Fatigue properties of rubber are one of the most important characteristics in the rubber industry. In this study, the fatigue properties of MREs (magneto-rheological elastomers) based on NR (natural rubber), EPDM (ethylene-propylene diene monomer), and AEM (ethylene/acrylic elastomer) were investigated. For comparison, MREs with a Shore hardness of 60A were prepared. According to the relative results, the fatigue properties of EPDM MRE were the worst. Thus, we investigated methods to improve the fatigue properties of EPDM MRE by varying the carbon black content and curing systems of EPDM as the matrix of the MRE. Dynamic properties were measured using a fatigue tester and an RPA (rubber process analyzer), and the XPS (X-ray photoelectron spectroscopy) was used to analyze the curing system of the EPDM matrix.
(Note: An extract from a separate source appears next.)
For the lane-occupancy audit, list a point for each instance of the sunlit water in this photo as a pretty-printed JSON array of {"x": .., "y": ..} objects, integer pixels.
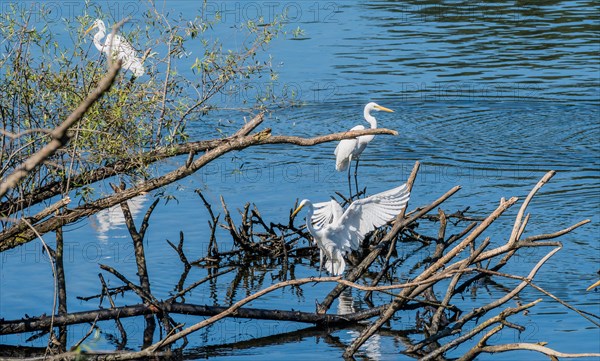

According to the results, the Payne effect increased and the fatigue resistance decreased as the carbon black content increased. In case of the curing system, the CV (conventional vulcanization) system was superior to the EV (efficient vulcanization) system in terms of the fatigue resistance. This was because the number of flexible bonds in the case of the CV system was higher than that in the case of the EV system. However, the EV system showed excellent mechanical properties because it had many monosulfidic bonds with strong binding energy.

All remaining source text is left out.